Fury (15)

Director: David Ayer

Starring: Brad Pitt, Shia LaBeouf, Logan Lerman, Michael Peña, Jon Bernthal

"IDEALS are peaceful. History is violent."

Brad Pitt somehow has a knack of summing up the mood and message behind a film in a succinct sound bite and Fury is no exception.

In David Ayer's Second World War film, he plays Don 'Wardaddy' Collier, a battle-hardened sergeant who commands a Sherman tank in Nazi Germany in the final grim stage of the conflict.

Fury portrays those dark, bitter and twisted days when Hitler was on the brink of defeat.

He declares 'total war' with even children summoned to defend the homeland and there is desperation on both sides for the war to end.

There have been many films made about the atrocities of the Second World War. Too many, some might say.

But what makes Ayer's Fury stand out is that there is no redemption or poetry here. The message is clear – war is hell.

Pitt's 'Wardaddy' commands a crew of five who he has kept alive by being as harsh and merciless with them as he is fighting the enemy. But privately he longs for home and is facing the same inner turmoil as the rest of them.

Outnumbered and outgunned, his men are assigned to strike at the heart of Nazi Germany one town at a time, risking ambush, counter attacks and superior German tanks.

One of startling elements of the film is the transformation of Logan Lerman's character, Norman Ellison.

The army clerk is more at home behind a typewriter than inside a tank but he slowly becomes desensitized to the violence around him as he grapples with his conscience, survival instinct and feelings about the enemy.

It is an exceptional performance so expect to see much more from Lerman in the years to come.

The other members of the crew are played by Shia LaBeouf (Transformers), Jon Bernthal (The Walking Dead) and Michael Peña (Ayer's End of Watch).

Each character has his own demons and has been hopelessly distorted by the war.

In different circumstances they probably would not be able to stand each other but together in that claustrophobic tank – in life and death situations – they are an incredibly efficient team.

The film speaks volumes about brotherhood.

As with all war films, Fury also makes for some tense, emotionally wrought viewing.

Bodies are ploughed into ditches as if it was nothing, soldiers burn in agony while clambering from the wreckage of tanks.

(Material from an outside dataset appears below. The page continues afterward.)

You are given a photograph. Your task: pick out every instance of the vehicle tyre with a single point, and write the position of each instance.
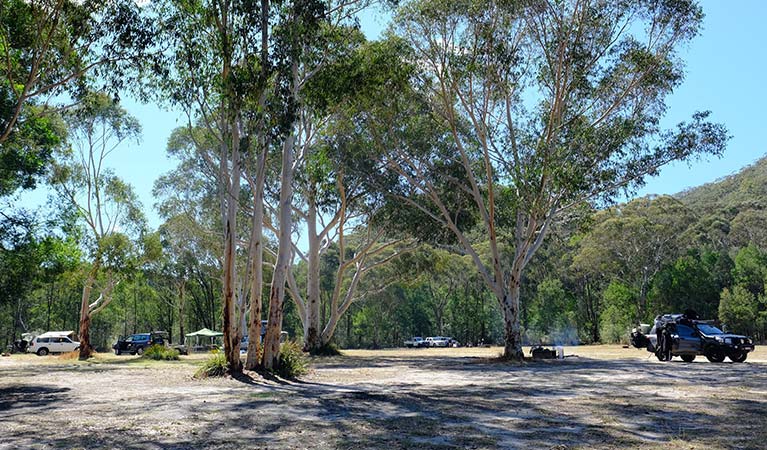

But what might stay with you is the image of wide-eyed children in Nazi uniforms, drawn into a world of death and despair that they cannot possibly comprehend.

And, although brutal, the scenes are never gratuitous as they are in keeping with the film's theme on the impact of the war on those that fight it.

A haunting portrayal of some of the darkest days of Europe's modern history, Fury proves that war films still have the power to move us almost 70 years after the conflict ended.